Saisie en urgence par des associations de planning familial, la Cour suprême a refusé de bloquer cette loi, portant le coup le plus sévère au droit à l'avortement en près d'un demi-siècle aux Etats-Unis.

Parmi ceux qui auraient voulu s'y opposer, la magistrate progressiste Sonia Sotomayor a dénoncé une décision "stupéfiante", prise par cinq magistrats sur neuf: "Dans les faits, (le Texas) a mandaté les citoyens de cet Etat pour devenir des chasseurs de primes". 

Déjà, des associations appellent à dénoncer anonymement ceux qui "aident ou soutiennent" des femmes cherchant à avorter. Et des responsables conservateurs d'autres Etats américains ont dit vouloir suivre l'exemple texan.  

Si la tradition des chasseurs de récompense remonte au Moyen-Age en Europe, cette pratique est désormais largement illégale à travers le monde. 

Mais elle existe bien aux Etats-Unis, où les "bounty hunters" sont chargés de rechercher les fugitifs. 

Il s'agit essentiellement d'accusés libérés sous caution dans l'attente de leurs comparutions devant un juge et qui ont emprunté cette somme auprès d'entreprises spécialisées. Une activité controversée qu'on ne retrouve ailleurs dans le monde qu'aux Philippines.

Si l'accusé décide de fuir, c'est cette entreprise qui mandate des chasseurs de primes pour le retrouver et récupérer sa caution. 

Gilet pare-balles, menottes... Certains peuvent être armés jusqu'aux dents et même autorisés à entrer dans des résidences privées. 

"Aujourd’hui, beaucoup sont en fait de véritables détectives privés, formés dans des écoles accréditées", explique à l'AFP Tristan Cabello, historien et professeur à l'université Johns Hopkins. "Ils sont un rouage essentiel du système judiciaire américain mais les régulations pour cette profession sont différentes selon les Etats". 

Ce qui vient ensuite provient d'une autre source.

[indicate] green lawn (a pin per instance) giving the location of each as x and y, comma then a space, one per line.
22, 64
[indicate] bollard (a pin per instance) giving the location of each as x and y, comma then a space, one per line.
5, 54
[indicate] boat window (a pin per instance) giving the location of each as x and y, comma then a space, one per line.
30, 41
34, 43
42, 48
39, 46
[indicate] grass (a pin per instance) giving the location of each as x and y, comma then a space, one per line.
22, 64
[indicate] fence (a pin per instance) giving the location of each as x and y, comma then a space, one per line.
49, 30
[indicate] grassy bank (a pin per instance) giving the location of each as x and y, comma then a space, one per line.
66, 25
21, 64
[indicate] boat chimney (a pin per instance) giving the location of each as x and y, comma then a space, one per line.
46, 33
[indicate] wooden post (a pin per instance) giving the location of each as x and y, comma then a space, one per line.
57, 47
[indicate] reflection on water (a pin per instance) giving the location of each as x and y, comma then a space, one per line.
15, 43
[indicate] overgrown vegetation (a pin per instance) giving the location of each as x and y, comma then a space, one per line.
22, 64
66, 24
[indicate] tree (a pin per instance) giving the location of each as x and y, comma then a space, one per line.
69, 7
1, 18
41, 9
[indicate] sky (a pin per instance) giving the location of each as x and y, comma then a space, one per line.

"Traumatisme" de l'esclavage

S'il est difficile d'évaluer exactement leur nombre, une organisation du secteur, la "Professional Bail Agents of the United States", l'estime à 15.000 tandis qu'une autre (la "National Association of Fugitive Recovery Agents") avance que 30.000 fugitifs sont appréhendés chaque année grâce à ces méthodes.

Cette profession est devenue célèbre avec les westerns des années 1950. "C’est un discours qui parle aux citoyens américains les plus conservateurs", remarque M. Cabello. 

Mais pour d'autres d'Américains, la loi texane a réveillé un "traumatisme", souligne Michele Goodwin, professeure de droit à l'université de Californie: le souvenir des récompenses offertes à ceux qui capturaient les Noirs tentant d'échapper à l'esclavage.

"Aux Etats-Unis, il existe très peu de jurisprudence qui donne le pouvoir à des citoyens de saper la liberté" constitutionnelle d'autres citoyens comme le fait la loi du Texas selon elle.

"La seule fois où nous l'avons vu auparavant, c'est lorsque le Congrès a (...) mis en oeuvre ces lois qui permettaient de traquer et de chasser les personnes noires cherchant leur liberté". 

Pour Ken White, un ancien procureur fédéral, la "loi est calculée pour submerger quiconque est perçu par les conservateurs comme lié à l'avortement avec des poursuites coûteuses, accablantes".

Et même si ce "déluge de petits procès sans fondement" n'aboutit pas au final, ce parcours juridique sera à lui seul, pour les personnes visées, "destructeur".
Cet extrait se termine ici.